Catholicism is known for its ability to keep secrets -- sometimes it's understandable. Sometimes it's unnecessary, and sometimes, according to Bishop Randolph Calvo of Reno, Nev., it's funny.
He was trying to make the point about the difference between secrets and confidential information, so Calvo told the story about when he found out he would be bishop.
It was a few weeks before Christmas in 2005 and he came rushing into his office before a pre-school Christmas pageant and didn't even look at his phone messages. His secretary called his attention to one in particular an urgent message from the Archdiocese of Washington DC. Flustered, he called the number and a woman answered "hello."
"Is this the archdiocese of Washington?" Calvo inquired.
"No, this is the papal nunciature."
The papal nuncio (the pope's representative in the U.S.) got on the phone and informed Calvo he had been chosen by Pope Benedict XVI as the new bishop of Reno.

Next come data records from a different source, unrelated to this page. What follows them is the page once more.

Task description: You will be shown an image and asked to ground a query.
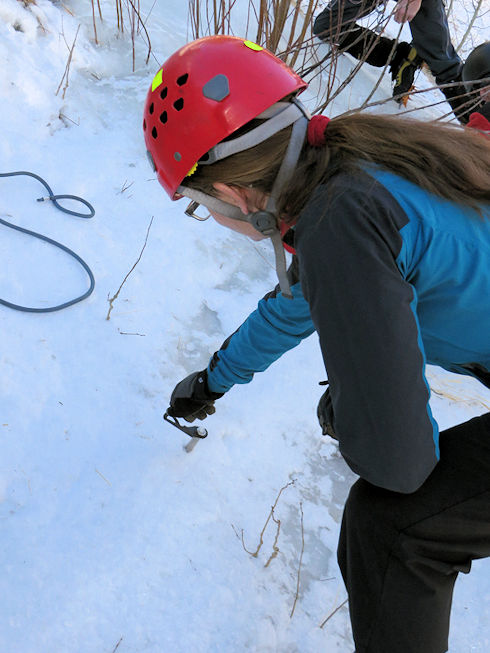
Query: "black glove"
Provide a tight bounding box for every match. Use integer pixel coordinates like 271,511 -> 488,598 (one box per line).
167,370 -> 224,422
316,388 -> 338,440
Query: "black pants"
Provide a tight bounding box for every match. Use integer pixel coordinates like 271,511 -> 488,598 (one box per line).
313,0 -> 463,84
338,413 -> 490,653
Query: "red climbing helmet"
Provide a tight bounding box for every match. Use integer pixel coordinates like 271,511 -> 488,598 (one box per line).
143,36 -> 307,199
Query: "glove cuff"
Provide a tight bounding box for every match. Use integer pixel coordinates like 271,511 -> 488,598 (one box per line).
193,369 -> 225,401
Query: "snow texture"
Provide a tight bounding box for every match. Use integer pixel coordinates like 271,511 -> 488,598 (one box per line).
0,0 -> 490,653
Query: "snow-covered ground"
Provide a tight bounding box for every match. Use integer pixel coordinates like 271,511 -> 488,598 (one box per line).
0,0 -> 490,653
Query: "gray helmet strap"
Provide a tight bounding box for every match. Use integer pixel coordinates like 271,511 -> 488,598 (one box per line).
177,99 -> 310,299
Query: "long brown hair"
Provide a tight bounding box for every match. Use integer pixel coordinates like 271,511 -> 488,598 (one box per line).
184,113 -> 490,217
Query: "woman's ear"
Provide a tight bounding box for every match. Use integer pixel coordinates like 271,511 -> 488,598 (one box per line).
213,181 -> 250,215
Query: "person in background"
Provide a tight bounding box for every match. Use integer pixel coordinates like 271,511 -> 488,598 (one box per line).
462,41 -> 490,133
143,36 -> 490,653
313,0 -> 474,123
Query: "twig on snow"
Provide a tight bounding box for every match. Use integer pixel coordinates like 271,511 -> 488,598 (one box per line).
55,25 -> 80,99
289,502 -> 305,619
105,215 -> 154,320
320,598 -> 349,628
242,480 -> 295,558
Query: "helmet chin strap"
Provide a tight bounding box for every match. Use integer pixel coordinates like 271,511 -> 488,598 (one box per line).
177,99 -> 310,299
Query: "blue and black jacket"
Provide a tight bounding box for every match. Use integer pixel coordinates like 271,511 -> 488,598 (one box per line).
208,166 -> 490,492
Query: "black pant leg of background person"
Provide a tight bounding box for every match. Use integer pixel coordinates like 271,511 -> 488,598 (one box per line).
410,0 -> 463,84
313,0 -> 382,44
338,413 -> 490,653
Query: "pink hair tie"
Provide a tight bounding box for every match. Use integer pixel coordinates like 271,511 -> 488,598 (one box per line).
307,116 -> 330,147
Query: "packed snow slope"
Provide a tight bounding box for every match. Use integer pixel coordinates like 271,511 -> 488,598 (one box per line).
0,0 -> 490,653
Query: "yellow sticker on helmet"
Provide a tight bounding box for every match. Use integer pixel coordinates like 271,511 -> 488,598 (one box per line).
151,68 -> 163,93
186,163 -> 197,177
243,41 -> 264,52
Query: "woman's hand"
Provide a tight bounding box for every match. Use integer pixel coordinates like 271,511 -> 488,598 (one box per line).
393,0 -> 422,23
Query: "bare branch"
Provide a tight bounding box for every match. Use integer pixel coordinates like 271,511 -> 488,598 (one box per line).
105,216 -> 154,320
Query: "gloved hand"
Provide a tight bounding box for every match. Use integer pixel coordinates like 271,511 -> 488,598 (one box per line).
316,388 -> 338,440
167,370 -> 224,422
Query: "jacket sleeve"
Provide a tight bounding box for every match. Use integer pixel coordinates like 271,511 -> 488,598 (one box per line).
296,173 -> 438,493
208,260 -> 315,392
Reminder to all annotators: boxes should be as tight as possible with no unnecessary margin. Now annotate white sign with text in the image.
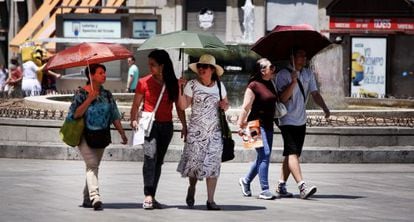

All Calvo could do was mumble appreciation. Then came the hard part -- it couldn't be official until a bishop was named in San Francisco, which oversees Reno. And the nuncio let him in on a "papal secret." The announcement would be "soon." Now, Calvo was left remembering his time in Italy where soon could be today, tomorrow or three weeks from now.
Lucky for him the announcement came the next day. Calvo still couldn't say anything. In his first meeting with the new archbishop and other priests, he kept scanning the face of the bishop for any sign that he knew of Calvo's new job. After the meeting, the men met privately, and Calvo finally asked "Do you know something I know?" The bishop knew.
It only got worse as he had to excuse himself from saying a funeral Mass and leave a water main break in someone else's hands all without explanation.
"That kind of secrecy I can't describe," he said.